A consequence of scholarship’s reflection of the times is that scholarship changes as positions that owed their plausibility to factors in the scholars, rather than in the data, are, sometimes dramatically, sometimes quietly, abandoned. Enns gives the prominence of younger brothers in the earlier history as an example of the influence of later times on the way biblical history is written. The motif he points to in Genesis is really there, and its repetition is a reflection of the way in which there are common features in the stories of the different patriarchs. Enns takes this one particular feature and sees it as the story being shaped by the opposition of younger brother, Judah, and older brother, Israel, in the monarchy period. However when an earlier generation of scholarship observed that same phenomenon of repetition, they interpreted it in terms of separate traditions which had been combined into one narrative in the period of dull-wittedness, which we must expect in a time of priestly dominance. The interpretation given by Enns reflects a shift to reading the Bible writers less as dull-witted and more as politically tendentious. It is not the data that determines the interpretation; it is the presuppositions favoured in the period of the scholarship. Of course there is an alternate explanation of that same data: God is showing that his power and blessing is more important than natural advantage.
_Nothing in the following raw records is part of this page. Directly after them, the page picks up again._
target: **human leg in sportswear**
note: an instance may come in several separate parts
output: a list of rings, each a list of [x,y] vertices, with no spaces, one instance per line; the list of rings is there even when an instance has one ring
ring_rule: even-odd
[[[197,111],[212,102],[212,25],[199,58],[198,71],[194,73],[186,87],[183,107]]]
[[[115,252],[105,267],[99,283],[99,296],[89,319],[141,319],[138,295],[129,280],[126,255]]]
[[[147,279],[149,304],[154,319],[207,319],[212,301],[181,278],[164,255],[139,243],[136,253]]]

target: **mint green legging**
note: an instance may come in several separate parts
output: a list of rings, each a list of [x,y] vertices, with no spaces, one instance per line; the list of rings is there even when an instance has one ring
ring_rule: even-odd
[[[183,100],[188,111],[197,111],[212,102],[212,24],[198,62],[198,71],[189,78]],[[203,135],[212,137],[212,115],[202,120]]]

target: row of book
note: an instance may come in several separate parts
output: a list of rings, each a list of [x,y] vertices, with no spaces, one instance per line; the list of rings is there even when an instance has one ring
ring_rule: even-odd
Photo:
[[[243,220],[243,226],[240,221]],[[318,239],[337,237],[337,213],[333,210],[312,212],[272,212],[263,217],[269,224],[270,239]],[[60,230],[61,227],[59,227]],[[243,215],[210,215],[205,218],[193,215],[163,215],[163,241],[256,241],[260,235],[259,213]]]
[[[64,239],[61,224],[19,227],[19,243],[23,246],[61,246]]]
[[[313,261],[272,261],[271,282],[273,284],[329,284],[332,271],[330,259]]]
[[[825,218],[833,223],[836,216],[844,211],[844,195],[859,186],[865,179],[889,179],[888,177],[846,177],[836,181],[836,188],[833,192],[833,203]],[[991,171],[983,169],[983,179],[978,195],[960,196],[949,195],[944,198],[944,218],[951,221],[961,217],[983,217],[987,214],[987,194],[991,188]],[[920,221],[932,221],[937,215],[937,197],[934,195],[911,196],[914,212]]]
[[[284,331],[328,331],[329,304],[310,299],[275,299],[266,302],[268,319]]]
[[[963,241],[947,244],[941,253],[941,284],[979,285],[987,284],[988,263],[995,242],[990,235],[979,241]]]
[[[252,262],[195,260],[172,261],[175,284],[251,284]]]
Should a popular work go through all these various interpretations? No, but one might hope that a work aimed to deliver people from traditionalism might encourage them to think about the fact that data is not unambiguous, no matter what the current fads of scholarship are.
I have suggested that Enns might have spent some time meditating on Van Til. I would also suggest that a study of Machen would be profitable, especially a study of The Origin of Paul’s Religion. Machen was contending with a movement, which wanted to make Paul the founder of Christianity. In that particular case the consequence was the removal of Christianity from its attachment to Judaism and its connection to Greek, i.e. Indo-European, antecedents, and once more knowledge of the period of the scholarship suggests interesting connections. Enns’ treatment of Paul is a decided improvement in that he gives recognition to Paul’s Jewish context. However, effectively Paul is depicted as the one who, faced with the totally unexpected death of the Messiah, has to reinterpret the Old Testament to fit.[5]  Included, according to Enns, in Paul’s rewriting of OT theology is the view, contrary to the OT, that the basic human problem is sin.[6]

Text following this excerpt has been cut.